Non-Qualified Stock Options (NSOs or NQSOs):

Non-Qualified Stock Options can be granted more widely - to consultants, advisors, directors, or employees.  Employers can claim a tax deduction for NQSOs.

Tax Considerations

There are three types of taxes most relevant to stock options:

  • Ordinary Income Tax: Tax owed on any income earned by an individual. As of the 2021 tax year, there were seven brackets: 10%, 12%, 22%, 24%, 32%, 35%, and 37%, depending on your taxable income and filing status (single, married, etc.)
  • Capital Gains Tax: Tax that is owed on the profits from the sale of most investments (stocks, collectibles, investment real estate) if held for at least one year. The capital gains tax rate is 0%, 15%, or 20%, depending on your taxable income for the year
  • Alternative Minimum Tax (AMT): A tax system that expands the amount of income that is taxed by adding items that are usually tax-free and disallowing many deductions under the regular tax system. The AMT does not apply to everyone, but does often affect holders of ISOs. To find out if it pertains to you, consult a tax expert.
Taxes for ISOs

At Exercise: No tax liabilities are owed for holders of ISOs at the time of exercise.

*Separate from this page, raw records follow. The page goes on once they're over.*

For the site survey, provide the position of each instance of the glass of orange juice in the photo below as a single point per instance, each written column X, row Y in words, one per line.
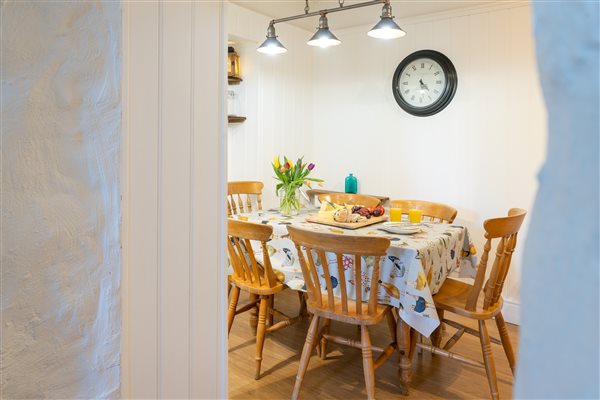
column 395, row 214
column 415, row 215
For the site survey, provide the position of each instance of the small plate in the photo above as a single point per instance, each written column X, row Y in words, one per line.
column 401, row 228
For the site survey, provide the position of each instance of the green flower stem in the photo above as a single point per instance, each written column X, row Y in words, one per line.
column 289, row 202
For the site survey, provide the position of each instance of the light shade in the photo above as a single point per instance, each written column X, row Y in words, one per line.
column 323, row 37
column 386, row 28
column 271, row 45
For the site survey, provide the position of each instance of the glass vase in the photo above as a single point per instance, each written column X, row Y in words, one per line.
column 289, row 201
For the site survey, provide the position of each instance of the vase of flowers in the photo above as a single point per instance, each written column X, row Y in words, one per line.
column 291, row 177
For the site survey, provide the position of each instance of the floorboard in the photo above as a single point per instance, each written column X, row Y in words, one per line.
column 340, row 376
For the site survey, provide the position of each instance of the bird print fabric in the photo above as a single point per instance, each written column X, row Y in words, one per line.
column 413, row 270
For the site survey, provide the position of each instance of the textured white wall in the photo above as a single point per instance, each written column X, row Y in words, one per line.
column 275, row 96
column 61, row 119
column 481, row 154
column 559, row 348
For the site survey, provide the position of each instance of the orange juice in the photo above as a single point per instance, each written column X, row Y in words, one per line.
column 414, row 215
column 395, row 214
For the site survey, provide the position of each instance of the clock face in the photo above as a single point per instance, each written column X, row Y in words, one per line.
column 424, row 83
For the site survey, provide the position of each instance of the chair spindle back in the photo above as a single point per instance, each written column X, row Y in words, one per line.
column 312, row 248
column 246, row 269
column 432, row 212
column 239, row 196
column 505, row 229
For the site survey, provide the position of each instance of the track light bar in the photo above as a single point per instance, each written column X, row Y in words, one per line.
column 386, row 28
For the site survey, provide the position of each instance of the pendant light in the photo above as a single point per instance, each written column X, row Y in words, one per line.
column 271, row 45
column 323, row 37
column 386, row 28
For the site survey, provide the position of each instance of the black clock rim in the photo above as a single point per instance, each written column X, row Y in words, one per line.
column 449, row 88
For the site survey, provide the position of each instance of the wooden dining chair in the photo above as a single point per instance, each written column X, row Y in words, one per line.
column 259, row 280
column 432, row 212
column 464, row 299
column 239, row 196
column 311, row 247
column 350, row 198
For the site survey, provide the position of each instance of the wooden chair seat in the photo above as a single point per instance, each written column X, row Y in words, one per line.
column 278, row 287
column 350, row 317
column 313, row 247
column 466, row 300
column 453, row 296
column 258, row 279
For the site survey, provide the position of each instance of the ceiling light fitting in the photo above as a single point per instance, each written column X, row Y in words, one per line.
column 386, row 28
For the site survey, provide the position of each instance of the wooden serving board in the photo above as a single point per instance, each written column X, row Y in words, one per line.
column 347, row 225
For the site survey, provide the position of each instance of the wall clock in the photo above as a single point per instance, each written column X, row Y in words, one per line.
column 424, row 83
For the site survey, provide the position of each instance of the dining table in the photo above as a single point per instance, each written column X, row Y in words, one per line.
column 414, row 269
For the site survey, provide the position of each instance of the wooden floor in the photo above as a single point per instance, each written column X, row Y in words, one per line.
column 340, row 376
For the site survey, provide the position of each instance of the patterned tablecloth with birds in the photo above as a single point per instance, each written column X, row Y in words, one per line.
column 412, row 272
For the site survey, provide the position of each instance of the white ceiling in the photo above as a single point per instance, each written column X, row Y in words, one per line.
column 362, row 16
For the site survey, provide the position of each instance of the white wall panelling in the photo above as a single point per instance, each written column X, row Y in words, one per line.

  • Potentially owe AMT that tax year on the amount the Fair Market Value exceeds the exercise value at the time of the grant. This situation is highly unlikely (recall that the strike price is usually equivalent to the fair market value) but could happen if another 409A valuation is completed within a short period.

At Sale: AMT adjustment may be required depending on when purchase and sale is completed

  • Held for less than 1 year: Stock is taxable at the long-term capital gains rate and option grant date is less than two years before the sale
  • Held for more than 1 year and comes from options granted at least two years prior to the sale: Long-term capital gains tax

Holders of ISOs should be aware of the 83(b) election, an IRS provision that allows those with stock options to pay taxes on the total fair market value when it is granted. For more on this, check out Complete’s article on taxation.

Taxes for NSOs

At Exercise: Taxed as regular income, not eligible for the 83(b) election. Taxes are based on the spread between the stock's Fair Market Value when it is purchased (market rate) and the exercise price (or strike price).

At Sale:

  • Held for less than 1 year: Stock is taxable at the long-term capital gains rate and option grant date is less than two years before the sale
  • Held for more than 1 year and comes from options granted at least two years before the sale: Long-term capital gains tax

Selling Private Stock

As we’ve discussed, private companies often have restrictions on selling stock. Liquidating shares in a private company can be a complicated process. There are however, some choices that employees can pursue when it comes to selling their exercised stock.

Bi-Lateral Secondary Transaction: A handful of companies (Forge, Equityzen) serve as online marketplaces for trading pre-IPO/private employee shares from private companies. These marketplaces help connect private stockholders with individuals seeking to purchase private stock.

Tender Offer (Buyback): A transaction where owners of the private stock sell it back to the company or outside investors. The seller (the employee with the original stock options) has the opportunity to earn money off their equity faster, rather than waiting for it to IPO. Buybacks usually occur between one (or a combination) of two buyers: the company the shares are in (a corporate repurchase) or a third-party (and investor or other company).

Both tender offers and bi-lateral secondary transactions must be approved by the company before they are finalized. Consult with your HR individual to see if this is an opportunity for you.

Together opportunities like these offer employees more autonomy in their equity-related financial decisions. Instead of being at the mercy of executive decisions (like acquisition, merges, and IPO), employees can have greater flexibility in their compensation.